The key questions at the heart of the UK's environmental future were listed in The Guardian (21/8/06) - a welcome move that will hopefully help policy-makers deliver their political programmes in a way which protects – rather than destroys – our environment.

But like Green MEP Caroline Lucas writing in the paper later that week I am not convinced. Our Government doesn’t make decisions which harm the environment because of a lack of scientific knowledge but, generally, because it fails to recognise the long-term economic and social benefits of solving environmental problems - and because it is more concerned with the perceived immediate impact of policies on swing voters rather than long-term wellbeing of the whole country.

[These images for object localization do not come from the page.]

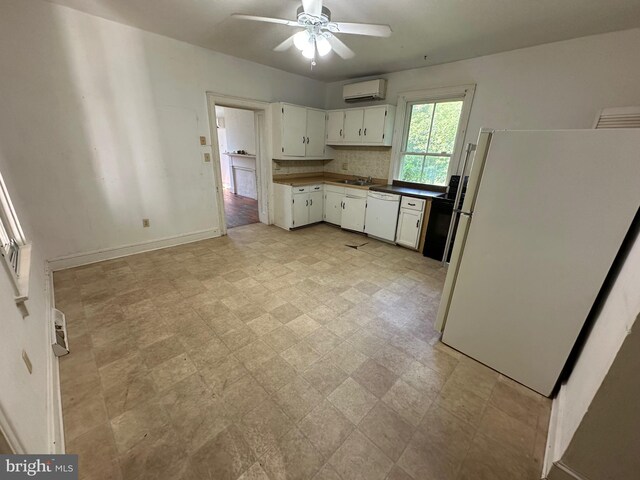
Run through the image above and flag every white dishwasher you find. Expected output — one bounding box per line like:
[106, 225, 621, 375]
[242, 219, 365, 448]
[364, 191, 401, 242]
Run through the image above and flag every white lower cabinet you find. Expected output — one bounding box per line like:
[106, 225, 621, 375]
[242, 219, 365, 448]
[274, 183, 324, 229]
[324, 186, 345, 225]
[395, 196, 426, 249]
[341, 188, 367, 232]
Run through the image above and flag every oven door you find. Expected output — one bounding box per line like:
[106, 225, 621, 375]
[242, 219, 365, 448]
[423, 198, 454, 261]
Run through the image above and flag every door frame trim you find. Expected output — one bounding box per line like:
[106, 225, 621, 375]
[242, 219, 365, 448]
[206, 93, 273, 234]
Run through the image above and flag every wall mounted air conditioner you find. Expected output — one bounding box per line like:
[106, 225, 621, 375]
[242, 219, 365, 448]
[343, 79, 387, 103]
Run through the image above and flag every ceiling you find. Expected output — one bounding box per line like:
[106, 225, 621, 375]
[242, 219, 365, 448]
[44, 0, 640, 82]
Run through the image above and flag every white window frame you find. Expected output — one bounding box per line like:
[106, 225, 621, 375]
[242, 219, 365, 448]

Caroline Lucas gives the example of climate change:

"the government knows what to do – vastly improve energy conservation, invest seriously in renewables, cap industrial emissions and stop giving tax breaks and hidden subsidies to the worst greenhouse gas emitters – but it just hasn’t been prepared to do it. Regardless of the best efforts of Bill Sutherland and his team, I fear this work may become just another chapter in humankind’s monitoring of its own imminent extinction rather than a contribution to preventing it."

From the perspective of human survival, how we tackle climate change is secondary to the first major change that needs to happen: namely, to demonstrate that we are prepared to take any serious action at all. Sadly at present neither Tony Blair nor David Cameron have given us any credible indication that a British government with them at the helm would be prepared to do so.

As Caroline Lucas notes we already know what to do - Labour aren't doing it and the Tories’ failure to adopt these policies is surely caused by their failure to bring the philosophical core of their policies in line with their new found green rhetoric, and their inability to recognise that real quality of life is not necessarily dependent on ever increasing economic growth.

I and many others will only believe the Tories are really interested in tackling climate change, and doing so in a socially equitable way, when they adopt some policies likely to actually achieve that. Let us all hope that happens soon.